許夫人聞言一驚,略咬了咬唇皺眉說道:“是不是我為你惹了麻煩?”

柳媒婆搖了搖頭說:“不是,是侯府老夫人要我為侯爺尋一門親事……”

許夫人一下子愣住了。

柳媒婆看着許夫人這模樣,也有些難過,可她思來想去,還是說了好些。反正,許夫人遲早還是要知道的。

許夫人愣怔半晌,卻是紅了眼圈。只是或許如今已想得清楚,她倒也沒有流淚,只是深深一嘆說道:“這般急着攆我出門,果然是有緣由。恐怕婆婆她對我厭惡已久,我留在侯府,本就是無用之人。如今出來了,也好。”

“你能這麽想,那就對了!”柳媒婆聞言,臉上露出一絲笑,勸說道,“你只管跟着我,日後我為你尋一門好人家,兩小口好生過日子,可不比跟那些個姬妾争寵強些?”

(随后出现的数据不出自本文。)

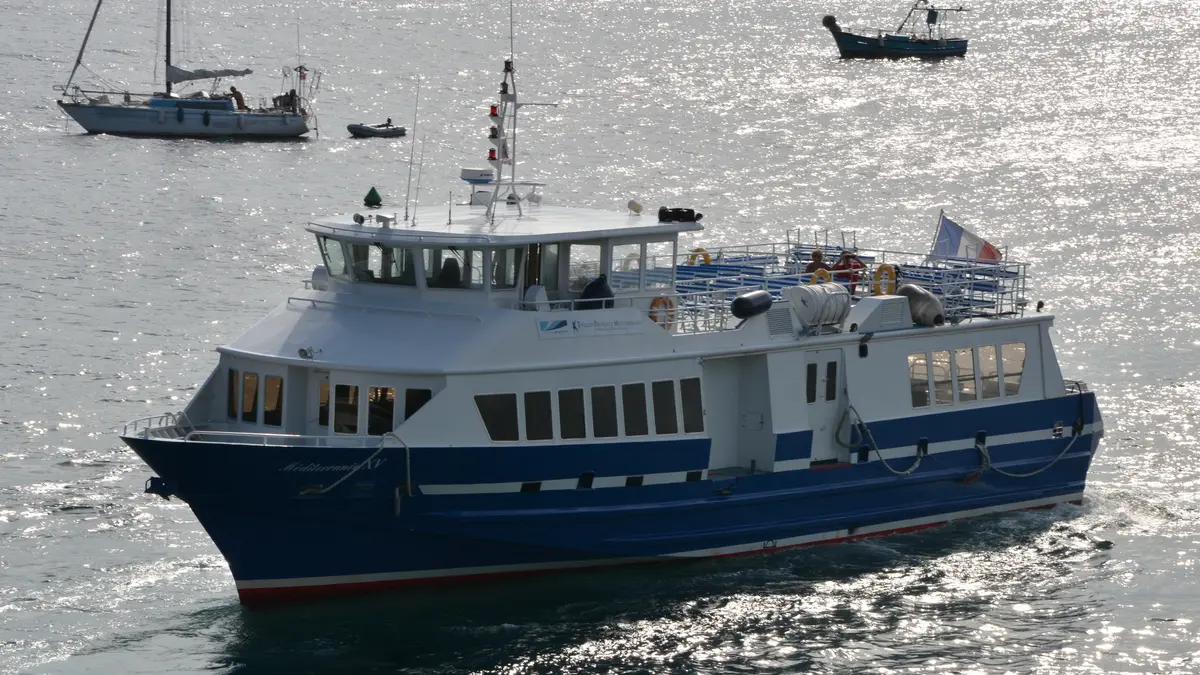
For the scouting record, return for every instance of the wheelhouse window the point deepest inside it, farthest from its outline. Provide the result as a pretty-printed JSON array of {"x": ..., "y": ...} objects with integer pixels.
[
  {"x": 250, "y": 398},
  {"x": 549, "y": 264},
  {"x": 943, "y": 382},
  {"x": 323, "y": 404},
  {"x": 660, "y": 264},
  {"x": 454, "y": 268},
  {"x": 571, "y": 418},
  {"x": 666, "y": 419},
  {"x": 346, "y": 408},
  {"x": 964, "y": 368},
  {"x": 505, "y": 267},
  {"x": 625, "y": 267},
  {"x": 604, "y": 412},
  {"x": 989, "y": 372},
  {"x": 539, "y": 416},
  {"x": 232, "y": 395},
  {"x": 415, "y": 399},
  {"x": 334, "y": 256},
  {"x": 633, "y": 400},
  {"x": 273, "y": 400},
  {"x": 381, "y": 410},
  {"x": 693, "y": 405},
  {"x": 583, "y": 266},
  {"x": 918, "y": 380},
  {"x": 499, "y": 414},
  {"x": 1014, "y": 366}
]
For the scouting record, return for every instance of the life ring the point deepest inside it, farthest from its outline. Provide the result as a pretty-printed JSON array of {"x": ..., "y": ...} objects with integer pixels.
[
  {"x": 663, "y": 311},
  {"x": 885, "y": 280}
]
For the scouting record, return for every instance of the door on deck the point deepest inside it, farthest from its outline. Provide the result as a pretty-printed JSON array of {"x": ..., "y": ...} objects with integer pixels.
[
  {"x": 825, "y": 390},
  {"x": 317, "y": 406}
]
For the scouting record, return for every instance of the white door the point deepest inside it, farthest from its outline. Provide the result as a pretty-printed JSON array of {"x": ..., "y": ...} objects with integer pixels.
[
  {"x": 317, "y": 408},
  {"x": 825, "y": 390}
]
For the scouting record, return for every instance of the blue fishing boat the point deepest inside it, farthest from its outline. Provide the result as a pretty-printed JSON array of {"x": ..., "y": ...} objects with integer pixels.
[
  {"x": 505, "y": 387},
  {"x": 912, "y": 39}
]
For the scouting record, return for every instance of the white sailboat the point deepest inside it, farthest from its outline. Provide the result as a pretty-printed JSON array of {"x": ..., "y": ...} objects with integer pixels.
[{"x": 202, "y": 114}]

“嫁人之事,我是再不奢望了。”許夫人又是一嘆,微微搖頭。

說罷,她似乎是要去廚房看那鍋,朝着那個方向起身,誰知卻猛地彎下腰來,一下子吐了。

這可把柳媒婆吓了一跳!

“你這是怎麽了?”柳媒婆扶着許夫人去倒了杯水,見她不斷幹嘔,心中一動。

“你在這處等着,我随後就來。”柳媒婆按住許夫人令她好好坐下,自己便跑了出去。

此時此刻,李半仙正在街頭擺攤,剛送走一個客人,往兜裏裝着大錢兒呢。誰知他剛裝好,便見柳媒婆朝他這裏跑了過來,神色凝重,也不知出了什麽事。

“快,跟我過去。”柳媒婆一把扯住李半仙,就要走。

“幹嘛呢?離晚膳的點兒還早。”李半仙好容易将衣服拽回來,沒好氣的說。

柳媒婆也不跟他廢話,直接揪住他耳朵一擰:“你去不去?”

“停手啊疼疼疼!”李半仙護着耳朵直叫喚,“我去,我去還不行嘛?”

柳媒婆瞪了他一眼,幫他拿起凳子和卦簽兒,轉身就走了。

這小婦人,究竟是抽了什麽風?李半仙揉揉生疼的耳朵,哭喪着臉搬起桌子扛起旗子,跟在柳媒婆後頭。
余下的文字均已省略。